0
votes

I need to find a way (if any) to accelerate indexing speed.
Currently with my cluster setup, which includes 8 storage optimized data nodes and 2 memory optimized master nodes, it takes approximately 20 hours for the data to be indexed.
The data volume gets relatively large(~1TB) when stored in shards.

All the nodes are up and running on AWS EC2 instances and only the master nodes are connected to a load balancer(ALB) from which all queries to Elasticsearch come through, so all bulk indexing queries go to this load balancer, then one of master nodes and finally the data nodes.
The following is set before bulk indexing

[Cluster]

  • 8 storage optimized dedicated data nodes
  • 2 memory optimized dedicated master nodes

[Index]

  • number_of_shards: 6
  • number_of_replicas: 0
  • refresh_interval: -1

Is there any way to improve the indexing performance of cluster with this settings?

2

2 Answers

2
votes

The Elasticsearch Reference has this tune for indexing speed doc. Except for the index properties, and more specifically the index.refresh_interval, you can also configure the indices.memory.index_buffer_size property.

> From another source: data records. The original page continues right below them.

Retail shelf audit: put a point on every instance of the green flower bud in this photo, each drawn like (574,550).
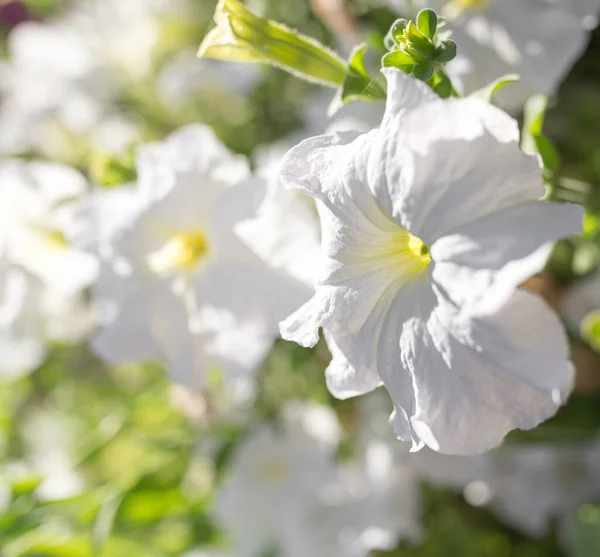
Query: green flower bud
(427,23)
(242,36)
(445,51)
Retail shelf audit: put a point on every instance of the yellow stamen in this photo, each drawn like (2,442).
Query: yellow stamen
(54,239)
(183,251)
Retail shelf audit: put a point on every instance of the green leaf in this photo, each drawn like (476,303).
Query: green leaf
(105,519)
(397,29)
(242,36)
(583,533)
(398,59)
(427,23)
(548,152)
(419,40)
(533,122)
(487,93)
(358,85)
(445,52)
(424,72)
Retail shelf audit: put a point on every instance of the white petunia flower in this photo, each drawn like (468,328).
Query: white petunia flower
(538,39)
(287,492)
(36,216)
(179,283)
(430,223)
(581,299)
(275,475)
(372,504)
(285,231)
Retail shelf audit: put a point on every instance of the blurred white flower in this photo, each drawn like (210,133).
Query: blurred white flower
(180,283)
(54,78)
(540,40)
(35,217)
(42,276)
(276,473)
(371,505)
(67,73)
(430,223)
(287,492)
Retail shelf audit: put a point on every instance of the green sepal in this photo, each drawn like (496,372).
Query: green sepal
(445,52)
(242,36)
(398,59)
(359,85)
(427,23)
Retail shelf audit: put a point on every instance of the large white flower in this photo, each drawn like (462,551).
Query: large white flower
(538,39)
(181,285)
(430,223)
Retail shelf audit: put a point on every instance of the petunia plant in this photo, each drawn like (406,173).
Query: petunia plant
(416,48)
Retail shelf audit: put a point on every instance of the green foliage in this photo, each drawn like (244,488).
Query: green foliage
(417,50)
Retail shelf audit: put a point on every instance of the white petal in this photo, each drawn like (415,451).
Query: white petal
(404,94)
(479,265)
(449,163)
(128,339)
(346,380)
(477,380)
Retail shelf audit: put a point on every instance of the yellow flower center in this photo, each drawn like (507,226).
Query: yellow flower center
(54,239)
(182,252)
(411,254)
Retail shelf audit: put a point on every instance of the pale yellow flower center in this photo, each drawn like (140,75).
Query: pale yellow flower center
(411,255)
(182,252)
(54,239)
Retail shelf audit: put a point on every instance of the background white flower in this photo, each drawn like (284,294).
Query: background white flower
(430,224)
(288,493)
(180,283)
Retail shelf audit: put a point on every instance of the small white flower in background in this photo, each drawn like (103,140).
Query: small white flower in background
(22,343)
(538,39)
(430,223)
(276,473)
(53,78)
(287,493)
(182,286)
(65,75)
(36,213)
(42,276)
(372,504)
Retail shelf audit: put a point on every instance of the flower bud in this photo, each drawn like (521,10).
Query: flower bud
(242,36)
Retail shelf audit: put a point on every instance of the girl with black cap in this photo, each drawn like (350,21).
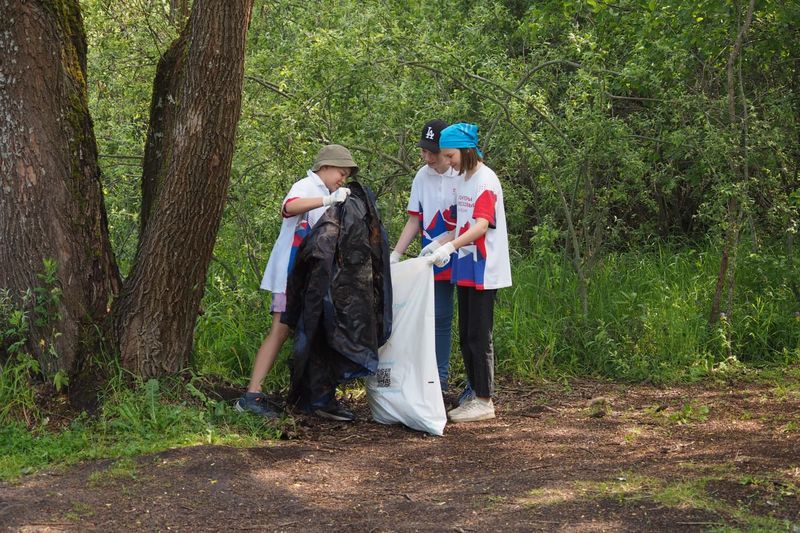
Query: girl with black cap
(431,214)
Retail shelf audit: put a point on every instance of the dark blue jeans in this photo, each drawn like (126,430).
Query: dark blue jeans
(443,309)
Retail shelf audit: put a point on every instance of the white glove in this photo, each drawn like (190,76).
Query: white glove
(338,196)
(432,247)
(441,256)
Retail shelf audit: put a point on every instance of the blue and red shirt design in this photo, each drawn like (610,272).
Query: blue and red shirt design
(433,201)
(483,263)
(293,230)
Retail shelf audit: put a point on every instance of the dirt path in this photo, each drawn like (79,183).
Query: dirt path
(596,457)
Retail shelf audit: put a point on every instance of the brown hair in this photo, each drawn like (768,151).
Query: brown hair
(469,159)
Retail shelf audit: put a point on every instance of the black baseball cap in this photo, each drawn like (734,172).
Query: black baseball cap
(429,140)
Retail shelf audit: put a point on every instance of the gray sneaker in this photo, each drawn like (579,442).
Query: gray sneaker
(255,402)
(472,411)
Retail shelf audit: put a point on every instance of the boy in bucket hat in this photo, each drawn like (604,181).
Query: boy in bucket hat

From the the above mentioned docs:

be sure indices.memory.index_buffer_size is large enough to give at most 512 MB indexing buffer per shard doing heavy indexing (beyond that indexing performance does not typically improve). Elasticsearch takes that setting (a percentage of the java heap or an absolute byte-size), and uses it as a shared buffer across all active shards. Very active shards will naturally use this buffer more than shards that are performing lightweight indexing.

You could also optimize the mappings of your documents to get the best out of it. For example, if it is possible, you should use auto-generated ids, disable any feature that you do not use/need (_field_names field, or match phrase prefix queries)

1
votes

I would rather increase number of shards from 6 to atleast 50. At an average you can keep around 25 to 50 GB data per shard, don't make them too small or too big. If you increase them to a bigger number you should definitely see performance gain for writes and also reads.